Another surprise! As expected using VARCHAR instead of unicode NVARCHAR halved the number of logical reads but that didn’t translate to improved CPU times. Using json_value on VARCHAR(MAX) was significantly (and consistently) worse than the same method on NVARCHAR(MAX). Specific maximum length types performed better than the the types with the max length but there too unicode required less CPU time despite having twice as many page reads.

At the beginning or at the end

So is it really possible that the old XML type is 36 times worse than on-the-fly JSON parsing? Perhaps there are some benefits to XML storage? I’d imagine the JSON parser is clever enough to stop parsing after the first matching node is found which probably means that the performance will depend on weather we are looking for a value of a property close to the beginning or close to the end of the document? And, perhaps, that’s where XML will perform better being pre-parsed type? I have modified the tests to look at the first and last values from the documents.

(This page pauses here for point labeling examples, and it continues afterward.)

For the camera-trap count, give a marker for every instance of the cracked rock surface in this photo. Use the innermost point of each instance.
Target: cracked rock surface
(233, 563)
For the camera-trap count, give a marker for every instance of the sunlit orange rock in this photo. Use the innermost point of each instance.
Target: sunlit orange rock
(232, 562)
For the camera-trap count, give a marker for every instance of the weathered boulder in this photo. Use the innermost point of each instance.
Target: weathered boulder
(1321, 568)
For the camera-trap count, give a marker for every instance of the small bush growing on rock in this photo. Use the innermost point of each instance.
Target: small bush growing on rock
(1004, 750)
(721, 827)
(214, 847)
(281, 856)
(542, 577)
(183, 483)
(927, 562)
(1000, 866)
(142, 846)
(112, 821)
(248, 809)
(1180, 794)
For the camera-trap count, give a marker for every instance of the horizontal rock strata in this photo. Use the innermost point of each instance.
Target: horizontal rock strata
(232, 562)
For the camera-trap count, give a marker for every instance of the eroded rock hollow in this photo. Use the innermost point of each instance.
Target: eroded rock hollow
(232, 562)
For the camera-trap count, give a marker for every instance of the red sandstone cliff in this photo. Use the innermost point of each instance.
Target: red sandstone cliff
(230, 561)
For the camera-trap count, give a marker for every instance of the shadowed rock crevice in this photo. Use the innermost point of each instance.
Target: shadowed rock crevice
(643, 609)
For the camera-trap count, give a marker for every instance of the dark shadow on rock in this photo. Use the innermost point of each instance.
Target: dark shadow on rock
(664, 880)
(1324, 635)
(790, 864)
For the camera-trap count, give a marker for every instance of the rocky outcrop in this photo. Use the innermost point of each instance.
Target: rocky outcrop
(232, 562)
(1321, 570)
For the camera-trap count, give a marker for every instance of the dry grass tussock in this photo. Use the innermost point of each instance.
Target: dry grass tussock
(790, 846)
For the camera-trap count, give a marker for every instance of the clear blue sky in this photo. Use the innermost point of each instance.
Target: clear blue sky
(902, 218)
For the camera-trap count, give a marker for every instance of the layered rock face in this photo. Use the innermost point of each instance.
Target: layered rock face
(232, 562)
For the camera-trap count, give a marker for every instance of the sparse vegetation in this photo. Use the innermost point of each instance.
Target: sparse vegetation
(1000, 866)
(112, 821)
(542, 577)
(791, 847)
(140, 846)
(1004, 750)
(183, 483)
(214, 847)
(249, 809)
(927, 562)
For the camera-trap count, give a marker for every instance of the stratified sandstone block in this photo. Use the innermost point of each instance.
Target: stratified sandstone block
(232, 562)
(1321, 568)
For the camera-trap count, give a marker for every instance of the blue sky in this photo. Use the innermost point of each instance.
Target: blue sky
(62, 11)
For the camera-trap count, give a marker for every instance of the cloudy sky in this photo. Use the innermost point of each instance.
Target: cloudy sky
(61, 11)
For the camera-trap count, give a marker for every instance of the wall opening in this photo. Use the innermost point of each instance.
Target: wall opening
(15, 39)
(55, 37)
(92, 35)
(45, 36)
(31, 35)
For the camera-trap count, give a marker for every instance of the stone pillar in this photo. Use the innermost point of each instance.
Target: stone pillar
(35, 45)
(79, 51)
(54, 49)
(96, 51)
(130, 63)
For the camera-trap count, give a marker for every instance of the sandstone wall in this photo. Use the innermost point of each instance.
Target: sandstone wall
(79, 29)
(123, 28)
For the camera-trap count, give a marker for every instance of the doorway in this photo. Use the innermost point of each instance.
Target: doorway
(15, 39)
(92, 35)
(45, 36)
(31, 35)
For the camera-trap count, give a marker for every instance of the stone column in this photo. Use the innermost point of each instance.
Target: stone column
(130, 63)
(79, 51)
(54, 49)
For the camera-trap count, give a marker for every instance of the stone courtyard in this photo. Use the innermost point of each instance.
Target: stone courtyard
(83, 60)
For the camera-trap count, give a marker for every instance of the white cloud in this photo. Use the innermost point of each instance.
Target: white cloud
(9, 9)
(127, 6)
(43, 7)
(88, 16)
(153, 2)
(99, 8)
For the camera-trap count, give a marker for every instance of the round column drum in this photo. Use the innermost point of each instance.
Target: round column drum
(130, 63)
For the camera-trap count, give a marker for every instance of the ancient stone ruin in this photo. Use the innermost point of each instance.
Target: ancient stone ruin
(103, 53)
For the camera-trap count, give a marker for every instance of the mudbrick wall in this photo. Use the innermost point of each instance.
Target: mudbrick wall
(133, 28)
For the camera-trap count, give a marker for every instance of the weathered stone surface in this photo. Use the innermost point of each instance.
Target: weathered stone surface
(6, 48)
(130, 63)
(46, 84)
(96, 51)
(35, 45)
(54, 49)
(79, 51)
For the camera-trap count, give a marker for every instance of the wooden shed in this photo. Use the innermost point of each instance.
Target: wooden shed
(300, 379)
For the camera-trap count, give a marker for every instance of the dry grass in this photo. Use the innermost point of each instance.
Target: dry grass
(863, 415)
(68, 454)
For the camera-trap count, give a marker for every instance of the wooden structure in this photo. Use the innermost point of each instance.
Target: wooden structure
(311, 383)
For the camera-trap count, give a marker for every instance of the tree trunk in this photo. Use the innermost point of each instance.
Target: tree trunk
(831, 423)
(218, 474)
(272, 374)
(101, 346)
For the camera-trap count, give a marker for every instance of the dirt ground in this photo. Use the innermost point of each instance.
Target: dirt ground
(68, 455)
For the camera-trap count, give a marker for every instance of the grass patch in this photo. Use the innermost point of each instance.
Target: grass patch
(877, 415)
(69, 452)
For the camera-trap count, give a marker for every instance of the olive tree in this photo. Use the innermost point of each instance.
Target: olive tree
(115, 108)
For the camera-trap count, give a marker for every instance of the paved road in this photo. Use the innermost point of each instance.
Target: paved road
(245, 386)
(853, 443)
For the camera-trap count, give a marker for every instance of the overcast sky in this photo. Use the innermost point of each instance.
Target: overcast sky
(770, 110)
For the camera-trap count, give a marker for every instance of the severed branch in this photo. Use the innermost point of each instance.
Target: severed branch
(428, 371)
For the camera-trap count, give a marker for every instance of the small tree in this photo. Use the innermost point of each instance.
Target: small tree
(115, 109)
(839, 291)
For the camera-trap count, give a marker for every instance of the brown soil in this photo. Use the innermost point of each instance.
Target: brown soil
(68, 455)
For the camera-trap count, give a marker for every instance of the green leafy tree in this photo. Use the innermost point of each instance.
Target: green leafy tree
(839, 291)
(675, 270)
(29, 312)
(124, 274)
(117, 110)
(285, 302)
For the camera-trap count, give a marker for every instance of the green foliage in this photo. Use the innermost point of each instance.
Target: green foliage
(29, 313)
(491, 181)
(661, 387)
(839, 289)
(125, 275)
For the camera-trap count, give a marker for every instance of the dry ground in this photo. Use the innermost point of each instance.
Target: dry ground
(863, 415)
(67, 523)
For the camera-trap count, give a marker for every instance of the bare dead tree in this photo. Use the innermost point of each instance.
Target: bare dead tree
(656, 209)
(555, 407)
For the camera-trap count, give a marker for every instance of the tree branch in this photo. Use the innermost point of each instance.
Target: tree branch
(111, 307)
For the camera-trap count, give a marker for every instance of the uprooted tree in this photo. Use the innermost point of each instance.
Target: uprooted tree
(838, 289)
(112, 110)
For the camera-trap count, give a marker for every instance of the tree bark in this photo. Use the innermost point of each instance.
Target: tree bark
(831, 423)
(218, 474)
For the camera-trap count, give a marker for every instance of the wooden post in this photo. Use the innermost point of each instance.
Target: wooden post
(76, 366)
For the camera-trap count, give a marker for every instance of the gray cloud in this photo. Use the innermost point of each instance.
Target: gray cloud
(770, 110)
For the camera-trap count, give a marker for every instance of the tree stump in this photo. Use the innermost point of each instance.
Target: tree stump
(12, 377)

Performance depending on value position in a document

Here the results were more as expected. When using json_value on a NVARCHAR(max) data ValueZ being at the end of the document structure performed worse than ValueA which is at the beginning. In fact ValueZ queries took 10 times longer than ValueA. XML still has shown differences but ValueZ queries took only 30% longer than the ValueA ones. Still worst case JSON query was 4 times faster than the best case XML query!

Storage

So that shows that JSON on unicode types uses less CPU time but requires more logical reads which suggests more pressure on RAM and potentially more I/O. How does the storage requirements of all those types compare?

Data storage comparison

XML with Schema is the most expensive in terms of storage, by quite some margin. Despite being visually more verbose the XML type actually takes slightly less disk space than the unicode json which is twice as much as non-unicode json. As one would expect the standard INT columns require least.

Conclusions

JSON data in SQL Server 2017 really is faster than the old XML type. How much faster will depend on the position of the specific value in the document. That’s important, the structure and ordering of properties in the document matters. If you are in control of the JSON document structure consider putting properties more likely to be queried at the beginning of the document and those you know you will index at the end so that you don’t have to parse through them when working with properties which are not indexed. Types matter too. NVARCHAR is faster than VARCHAR but will use twice logical reads (and therefor RAM). Specific lengths perform better than using (max).